Tout autre résultat que la victoire serait perçu comme un échec. Si son choix d’axer une saison entière sur le Tour de France est compréhensible après avoir connu le succès à domicile l’an passé, le ressenti fut tout autre dans sa patrie. C’est une partie des médias italiens, dont la célèbre Gazzetta dello Sport, qui sont montés au créneau, s’offusquant de l’absence du tenant du titre sur la course rose, qui plus est, au rendement insuffisant. Une expression relayée par le staff de l’équipe Astana quelques semaines plus tard. La pression est clairement sur ses épaules, mais Nibali n’est pas un coureur comme les autres. A Florence, tout un peuple souhaitait le voir en arc-en-ciel, et cela l’avait galvanisé comme jamais, en dépit des événements imprévisibles. Il y a fort à parier que le cas de figure se représente cet été, avec des tifosi qui auront fait le voyage dans les Alpes…

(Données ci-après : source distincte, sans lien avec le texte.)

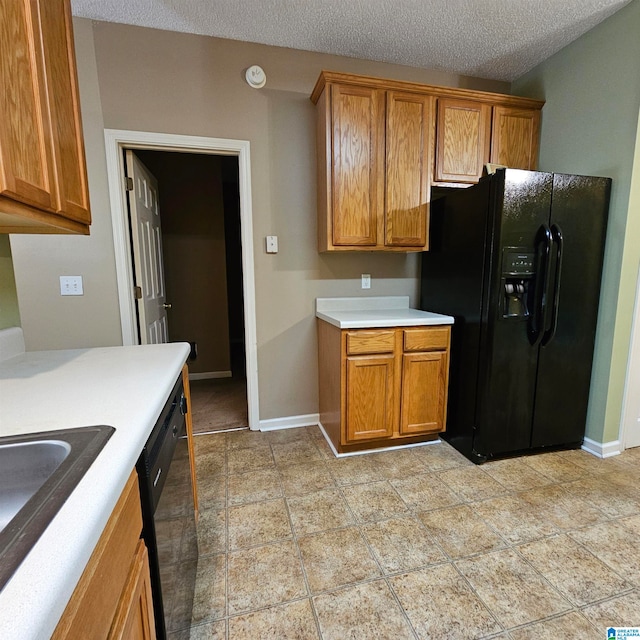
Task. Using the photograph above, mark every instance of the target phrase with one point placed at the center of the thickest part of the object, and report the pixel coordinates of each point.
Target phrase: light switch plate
(272, 244)
(71, 286)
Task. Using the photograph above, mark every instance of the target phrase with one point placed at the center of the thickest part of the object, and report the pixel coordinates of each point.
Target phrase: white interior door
(147, 252)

Pourquoi il ne gagnera pas

L’impression dégagée n’est pas rassurante. Malgré un planning de courses et des objectifs clairement définis en début de saison, Vincenzo Nibali n’a pas rassuré grand monde durant les derniers mois, avec une campagne ardennaise fantomatique, puis le Dauphiné. Tout juste septième de l’épreuve savoyarde, et incapable de suivre les démarrages de Contador, Froome, Talansky ou encore Kelderman sur les étapes de haute montagne, il semblait encore en totale préparation. Mais c’est surtout ce qui a fait sa réputation qui pourrait le limiter. Connu comme un fantasque nostalgique du cyclisme d’antan, est-il capable de faire la différence sur une montée finale face à ses concurrents directs, dans un mano a mano décisif ? Il avait échoué face à Horner sur l’Angliru, et n’était pas passé loin de la correctionnelle face à Mosquera en 2010 sur les pentes de la Bola del Mundo…

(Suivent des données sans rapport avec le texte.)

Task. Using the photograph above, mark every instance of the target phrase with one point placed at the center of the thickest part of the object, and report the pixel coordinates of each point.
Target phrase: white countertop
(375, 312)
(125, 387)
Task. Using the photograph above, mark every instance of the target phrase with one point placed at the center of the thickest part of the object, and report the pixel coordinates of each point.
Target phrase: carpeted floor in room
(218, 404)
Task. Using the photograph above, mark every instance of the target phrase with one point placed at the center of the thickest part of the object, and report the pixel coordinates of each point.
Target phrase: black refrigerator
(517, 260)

Est-il fait pour le Tour ? Malgré des éditions qui resteront gravées à jamais dans les mémoires, comme ce Tour 1998 où Pantani réalisa un tour de force sous la pluie et le froid aux Deux-Alpes pendant qu’Ullrich craquait littéralement, Vincenzo Nibali n’a pas vraiment le profil et les caractéristiques types d’un coureur fait pour remporter le Tour de France. En partie parce que la Grande Boucle est devenue ces dernières années une affaire millimétrée, planifiée, savamment étudiée, qui ne laisse presque plus de place à l’instinct tellement la tactique est devenue incontournable. Seize ans après le Pirate, Nibali peut-il être en jaune à Paris ? Ce n’était pas son rêve premier, et les doutes subsistent quand à sa capacité de battre un Froome sur son terrain. Avec lui, c’est tout ou rien.

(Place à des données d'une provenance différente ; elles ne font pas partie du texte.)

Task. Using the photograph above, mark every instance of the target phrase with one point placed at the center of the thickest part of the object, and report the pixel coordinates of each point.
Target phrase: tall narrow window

N’a t-il pas déjà montré son meilleur niveau ? Un autre élément important, au centre des débats dans son Italie natale, concerne sa marge de progression. Jusqu’où peut-il aller ? Même si l’opposition s’était vite résignée au Giro au mois de mai dernier, le face à face avec Horner avait montré un Nibali se surpassant continuellement avant de craquer. Peut-il faire encore mieux et passer le dernier cap qui ferait de lui le meilleur coureur du monde ? Le masque devra vite tomber, car il lui fait prouver qu’il n’a pas déjà atteint, à 29 ans, le plus haut niveau de sa carrière.